What commercial flight route has the biggest number of stops/layovers? - nulladventurer
http://travel.stackexchange.com/questions/81783/what-commercial-flight-route-has-the-biggest-number-of-minimum-possible-stops
======
russnewcomer
I did a six-flight trip once (one overnight stay involved due to final flight
being on an EAS leg), with 56 hours, I think, of traveling. Could have pushed
it to 7 if I hadn't already been at the one international airport in the
origin country, and I could have cut the EAS leg out if my family had driven 2
to 4 hours each way to be able to get me at a larger airport. Friend of mine
did a trip that required, I think, 9 flights once. (from somewhere in the
Alaskan bush to BDO)

I think anytime I have to flight with multiple flights over 4 hours is brutal.

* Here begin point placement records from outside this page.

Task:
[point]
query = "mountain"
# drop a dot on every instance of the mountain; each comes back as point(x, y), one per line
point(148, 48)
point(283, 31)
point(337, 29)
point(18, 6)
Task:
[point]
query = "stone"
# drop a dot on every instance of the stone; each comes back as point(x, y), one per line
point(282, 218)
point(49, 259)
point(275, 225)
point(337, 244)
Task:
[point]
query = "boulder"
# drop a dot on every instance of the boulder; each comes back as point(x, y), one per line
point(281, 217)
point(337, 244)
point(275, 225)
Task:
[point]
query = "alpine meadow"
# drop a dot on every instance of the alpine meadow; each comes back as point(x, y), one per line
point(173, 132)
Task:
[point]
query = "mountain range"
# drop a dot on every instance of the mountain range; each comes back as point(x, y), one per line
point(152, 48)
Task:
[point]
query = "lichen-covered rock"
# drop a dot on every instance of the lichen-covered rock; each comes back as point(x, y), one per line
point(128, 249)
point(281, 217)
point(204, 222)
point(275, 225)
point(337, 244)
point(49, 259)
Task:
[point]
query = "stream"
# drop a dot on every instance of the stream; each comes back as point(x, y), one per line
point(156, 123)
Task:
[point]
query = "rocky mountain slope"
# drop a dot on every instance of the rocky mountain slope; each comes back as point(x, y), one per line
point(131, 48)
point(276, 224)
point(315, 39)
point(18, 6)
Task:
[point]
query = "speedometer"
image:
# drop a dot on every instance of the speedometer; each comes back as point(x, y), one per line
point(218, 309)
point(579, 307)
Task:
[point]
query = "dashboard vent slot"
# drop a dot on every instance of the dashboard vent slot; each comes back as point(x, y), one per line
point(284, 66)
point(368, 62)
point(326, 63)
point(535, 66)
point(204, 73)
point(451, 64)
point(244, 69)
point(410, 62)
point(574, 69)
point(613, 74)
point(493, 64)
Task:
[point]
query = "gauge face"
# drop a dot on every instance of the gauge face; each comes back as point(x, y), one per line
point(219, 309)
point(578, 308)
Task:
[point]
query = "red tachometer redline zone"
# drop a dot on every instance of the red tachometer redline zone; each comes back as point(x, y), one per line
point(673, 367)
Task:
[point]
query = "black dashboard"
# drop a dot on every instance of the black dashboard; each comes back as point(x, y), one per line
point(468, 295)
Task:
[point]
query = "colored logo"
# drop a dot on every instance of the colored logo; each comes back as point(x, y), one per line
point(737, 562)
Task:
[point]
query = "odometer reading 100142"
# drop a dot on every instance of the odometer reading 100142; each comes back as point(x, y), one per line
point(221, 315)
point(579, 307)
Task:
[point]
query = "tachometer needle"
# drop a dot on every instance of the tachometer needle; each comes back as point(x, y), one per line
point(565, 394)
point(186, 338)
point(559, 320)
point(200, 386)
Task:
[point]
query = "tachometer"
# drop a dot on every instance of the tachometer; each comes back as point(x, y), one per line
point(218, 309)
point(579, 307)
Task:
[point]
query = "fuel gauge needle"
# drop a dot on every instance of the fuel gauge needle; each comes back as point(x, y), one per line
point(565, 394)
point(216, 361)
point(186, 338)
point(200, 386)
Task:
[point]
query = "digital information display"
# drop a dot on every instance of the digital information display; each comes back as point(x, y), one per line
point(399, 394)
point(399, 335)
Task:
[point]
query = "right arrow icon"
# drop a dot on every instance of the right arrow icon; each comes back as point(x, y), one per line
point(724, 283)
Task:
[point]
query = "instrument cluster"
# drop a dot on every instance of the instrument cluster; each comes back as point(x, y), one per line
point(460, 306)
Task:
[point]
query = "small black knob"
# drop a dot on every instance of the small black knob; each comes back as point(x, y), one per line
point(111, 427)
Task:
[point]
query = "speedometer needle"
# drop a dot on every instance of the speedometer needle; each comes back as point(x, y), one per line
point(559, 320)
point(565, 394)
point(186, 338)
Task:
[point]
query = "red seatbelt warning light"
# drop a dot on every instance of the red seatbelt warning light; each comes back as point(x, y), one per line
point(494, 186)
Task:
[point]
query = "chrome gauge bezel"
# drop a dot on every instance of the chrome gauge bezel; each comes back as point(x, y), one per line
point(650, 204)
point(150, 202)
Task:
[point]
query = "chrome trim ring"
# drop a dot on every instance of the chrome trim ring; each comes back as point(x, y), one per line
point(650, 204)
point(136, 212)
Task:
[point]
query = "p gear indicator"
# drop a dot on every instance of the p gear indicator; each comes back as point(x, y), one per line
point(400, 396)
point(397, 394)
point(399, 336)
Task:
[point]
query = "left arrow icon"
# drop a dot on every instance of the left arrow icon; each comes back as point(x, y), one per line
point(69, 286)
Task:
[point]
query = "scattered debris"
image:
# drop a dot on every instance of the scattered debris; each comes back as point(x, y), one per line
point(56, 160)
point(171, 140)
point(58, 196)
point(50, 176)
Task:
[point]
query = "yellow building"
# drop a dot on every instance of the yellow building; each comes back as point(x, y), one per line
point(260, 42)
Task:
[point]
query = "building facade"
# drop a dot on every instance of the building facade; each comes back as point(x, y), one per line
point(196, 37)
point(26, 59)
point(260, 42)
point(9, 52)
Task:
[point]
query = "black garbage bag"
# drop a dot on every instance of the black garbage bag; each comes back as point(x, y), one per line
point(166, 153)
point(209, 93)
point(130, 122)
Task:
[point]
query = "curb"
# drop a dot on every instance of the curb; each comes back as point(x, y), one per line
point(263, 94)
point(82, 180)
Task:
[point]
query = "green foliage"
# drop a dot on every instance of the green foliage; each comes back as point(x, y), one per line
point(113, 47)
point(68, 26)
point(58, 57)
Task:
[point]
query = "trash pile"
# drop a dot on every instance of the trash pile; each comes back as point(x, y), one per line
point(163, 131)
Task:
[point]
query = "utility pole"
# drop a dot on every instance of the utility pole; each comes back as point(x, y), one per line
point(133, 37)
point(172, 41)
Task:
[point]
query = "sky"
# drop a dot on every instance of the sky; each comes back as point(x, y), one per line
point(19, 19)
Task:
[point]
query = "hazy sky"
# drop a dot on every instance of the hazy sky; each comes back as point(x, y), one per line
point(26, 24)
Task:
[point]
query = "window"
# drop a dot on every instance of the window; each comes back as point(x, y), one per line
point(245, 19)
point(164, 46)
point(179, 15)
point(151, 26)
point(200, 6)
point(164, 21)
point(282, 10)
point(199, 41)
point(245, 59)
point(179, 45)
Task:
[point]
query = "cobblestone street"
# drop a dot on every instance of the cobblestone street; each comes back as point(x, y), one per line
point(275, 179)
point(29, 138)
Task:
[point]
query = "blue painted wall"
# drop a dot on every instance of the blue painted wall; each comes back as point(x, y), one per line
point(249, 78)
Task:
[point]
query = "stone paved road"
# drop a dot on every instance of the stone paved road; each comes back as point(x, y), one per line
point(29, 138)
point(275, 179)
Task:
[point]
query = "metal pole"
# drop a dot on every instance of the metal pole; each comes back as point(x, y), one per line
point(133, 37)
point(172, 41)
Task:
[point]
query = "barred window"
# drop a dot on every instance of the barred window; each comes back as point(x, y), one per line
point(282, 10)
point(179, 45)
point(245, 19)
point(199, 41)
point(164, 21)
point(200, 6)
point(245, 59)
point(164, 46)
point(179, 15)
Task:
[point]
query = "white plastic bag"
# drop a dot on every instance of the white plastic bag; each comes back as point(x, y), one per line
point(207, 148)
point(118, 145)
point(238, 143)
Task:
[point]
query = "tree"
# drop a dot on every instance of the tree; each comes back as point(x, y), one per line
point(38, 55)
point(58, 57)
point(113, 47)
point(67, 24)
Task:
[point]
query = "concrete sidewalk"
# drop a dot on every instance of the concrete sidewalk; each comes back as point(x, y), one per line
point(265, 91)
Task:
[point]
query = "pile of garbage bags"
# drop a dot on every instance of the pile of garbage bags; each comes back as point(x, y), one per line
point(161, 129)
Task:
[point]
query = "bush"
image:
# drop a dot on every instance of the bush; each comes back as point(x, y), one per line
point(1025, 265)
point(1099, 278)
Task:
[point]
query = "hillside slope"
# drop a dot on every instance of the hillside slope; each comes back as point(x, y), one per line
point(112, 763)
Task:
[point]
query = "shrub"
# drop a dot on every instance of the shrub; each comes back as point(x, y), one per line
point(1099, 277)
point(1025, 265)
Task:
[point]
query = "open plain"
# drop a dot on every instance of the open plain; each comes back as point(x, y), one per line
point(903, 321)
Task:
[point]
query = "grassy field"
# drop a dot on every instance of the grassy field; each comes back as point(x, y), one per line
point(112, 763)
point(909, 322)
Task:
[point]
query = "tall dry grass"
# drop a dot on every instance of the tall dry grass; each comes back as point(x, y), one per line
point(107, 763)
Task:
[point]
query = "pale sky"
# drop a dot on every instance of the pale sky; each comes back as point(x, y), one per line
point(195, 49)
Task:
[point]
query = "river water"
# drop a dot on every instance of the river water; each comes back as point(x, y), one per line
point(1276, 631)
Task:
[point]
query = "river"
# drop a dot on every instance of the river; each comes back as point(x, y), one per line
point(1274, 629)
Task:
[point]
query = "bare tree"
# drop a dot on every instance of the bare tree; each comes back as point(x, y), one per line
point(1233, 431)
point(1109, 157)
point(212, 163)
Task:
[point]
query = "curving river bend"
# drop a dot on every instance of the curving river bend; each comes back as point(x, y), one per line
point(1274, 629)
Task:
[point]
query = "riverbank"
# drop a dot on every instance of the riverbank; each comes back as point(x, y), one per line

I've done ATL-DXB direct flights with a flight on both sides of that, and I've
done ORD-DXB with a stop at LHR or FRA with an additional flight on both
sides. I'd much rather have one 15 hour flight than two eight hours. On the 15
hour you can sleep some, maybe get a little ahead of jetlag if your timing
lines up well. On the eight hour, you just get abbreviated naps, no sleep
cycle, and you might think, oh, but you can get out and stretch your legs,
usually what ends up happening is you get stuck going through customs
somewhere and stand in line forever, then cram yourself into another plane.
Give me one flight.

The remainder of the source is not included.